After a 10-year hiatus, Shudder to Think reunited earlier this summer at Virgin Mobile Festival (watch video here), and are stringing together a series of reunion gigs spread throughout the fall, with two this weekend in Boston and New York. Maybe you’ll find some of these bands in the audience, as they’re under the influence of Shudder to Think. Juxtapose their tunes with entries in the Shudder to Think canon below.
Often lumped in, unfairly, with some of nu-metal’s most offensive acts, Deftones never made a secret about their affinity for the D.C. scene. When singer Chino Moreno tones things down, and the band strips away the bombast, Deftones bring to mind Shudder to Think’s more delicate side.

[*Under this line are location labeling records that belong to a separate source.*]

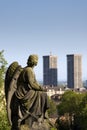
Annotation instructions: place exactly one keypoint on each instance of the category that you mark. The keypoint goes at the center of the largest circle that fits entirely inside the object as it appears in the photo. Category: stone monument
(27, 101)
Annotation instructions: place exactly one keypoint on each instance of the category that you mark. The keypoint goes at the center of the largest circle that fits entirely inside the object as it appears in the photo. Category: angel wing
(11, 77)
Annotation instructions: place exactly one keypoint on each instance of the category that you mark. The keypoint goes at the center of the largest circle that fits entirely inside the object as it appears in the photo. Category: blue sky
(44, 26)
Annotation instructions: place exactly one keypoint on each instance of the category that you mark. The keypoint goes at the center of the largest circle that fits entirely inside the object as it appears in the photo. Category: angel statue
(27, 101)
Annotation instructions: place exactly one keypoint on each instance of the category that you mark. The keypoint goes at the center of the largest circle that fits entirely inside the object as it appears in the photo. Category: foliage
(52, 111)
(72, 111)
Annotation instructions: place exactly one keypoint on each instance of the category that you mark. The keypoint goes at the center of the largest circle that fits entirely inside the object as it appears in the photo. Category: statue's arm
(32, 82)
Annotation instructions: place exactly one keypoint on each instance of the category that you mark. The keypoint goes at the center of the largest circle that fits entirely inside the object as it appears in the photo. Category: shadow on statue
(27, 101)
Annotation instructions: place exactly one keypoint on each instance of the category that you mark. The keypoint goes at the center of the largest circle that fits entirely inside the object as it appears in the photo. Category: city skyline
(40, 27)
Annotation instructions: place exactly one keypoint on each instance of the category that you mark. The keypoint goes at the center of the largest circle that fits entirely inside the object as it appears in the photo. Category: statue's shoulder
(12, 73)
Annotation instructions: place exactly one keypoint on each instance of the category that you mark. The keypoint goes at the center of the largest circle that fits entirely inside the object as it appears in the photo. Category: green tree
(69, 110)
(52, 111)
(3, 64)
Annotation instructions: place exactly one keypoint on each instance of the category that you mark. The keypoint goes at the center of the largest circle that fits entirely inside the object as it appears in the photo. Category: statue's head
(32, 60)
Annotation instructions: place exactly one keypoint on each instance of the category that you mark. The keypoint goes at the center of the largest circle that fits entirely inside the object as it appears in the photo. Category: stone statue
(27, 101)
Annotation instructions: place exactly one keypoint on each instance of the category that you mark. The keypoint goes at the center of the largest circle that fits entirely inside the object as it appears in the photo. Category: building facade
(50, 70)
(74, 71)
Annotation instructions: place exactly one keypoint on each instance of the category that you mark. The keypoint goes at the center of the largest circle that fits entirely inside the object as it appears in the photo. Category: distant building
(50, 70)
(74, 71)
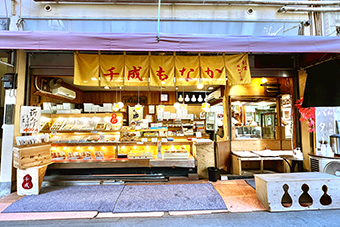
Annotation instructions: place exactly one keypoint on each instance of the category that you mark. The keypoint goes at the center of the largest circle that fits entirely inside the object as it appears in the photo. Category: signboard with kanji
(30, 119)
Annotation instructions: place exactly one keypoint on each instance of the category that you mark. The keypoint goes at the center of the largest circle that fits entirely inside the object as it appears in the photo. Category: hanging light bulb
(193, 99)
(120, 105)
(187, 99)
(206, 106)
(180, 98)
(115, 107)
(200, 99)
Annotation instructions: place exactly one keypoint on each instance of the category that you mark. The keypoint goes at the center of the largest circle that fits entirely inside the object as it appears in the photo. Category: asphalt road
(327, 218)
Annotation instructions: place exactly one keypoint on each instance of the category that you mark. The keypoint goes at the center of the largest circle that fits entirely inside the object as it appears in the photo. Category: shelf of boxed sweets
(130, 154)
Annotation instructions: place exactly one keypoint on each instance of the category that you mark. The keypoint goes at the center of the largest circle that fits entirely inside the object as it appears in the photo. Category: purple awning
(37, 40)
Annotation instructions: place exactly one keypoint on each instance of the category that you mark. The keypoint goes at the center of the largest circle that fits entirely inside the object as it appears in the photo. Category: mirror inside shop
(259, 118)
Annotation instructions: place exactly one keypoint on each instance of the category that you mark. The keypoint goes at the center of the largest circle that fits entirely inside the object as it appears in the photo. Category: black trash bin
(213, 174)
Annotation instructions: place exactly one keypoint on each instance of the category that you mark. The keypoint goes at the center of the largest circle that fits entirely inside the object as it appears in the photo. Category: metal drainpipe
(159, 18)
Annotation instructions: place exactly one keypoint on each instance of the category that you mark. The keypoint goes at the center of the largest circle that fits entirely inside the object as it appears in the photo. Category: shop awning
(37, 40)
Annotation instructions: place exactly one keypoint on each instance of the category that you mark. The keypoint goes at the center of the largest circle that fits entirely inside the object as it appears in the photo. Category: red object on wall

They’ve adopted an ungainly number of sounds over the years, but at certain points Incubus definitely looked Shudder to Think’s way, even working a cover version of Shudder’s biggest “hit,” Pony Express Record‘s “X-French Tee Shirt,” into their live sets. Like Shudder, Incubus often embrace jittery time changes and offset their singer’s often effeminate vocals with muscular guitars.
Tim Kasher is known to have touted Shudder as an influence when Cursive was starting out in Omaha in the mid-’90s. Many likened Cursive to Sunny Day Real Estate, but songs like “After the Movies” really lean more towards Shudder to Think.
Frontman Alex Tween is an unabashed Shudder to Think fan, crossing paths with this writer at a number of Shudder-related gigs in recent years. These New Yorkers subscribe to Shudder’s penchant for mathematically challenging rhythms, particularly on last year’s self-titled release.
THE DEAD SCIENCE
This Seattle outfit went as far as to recruit Craig Wedren for guest vocals on their recently-released Villainaire, so you know they dig on Shudder. But their sound is most closely linked to Shudder’s Velvet Goldmine contributions, a bit weird and a bit glammy.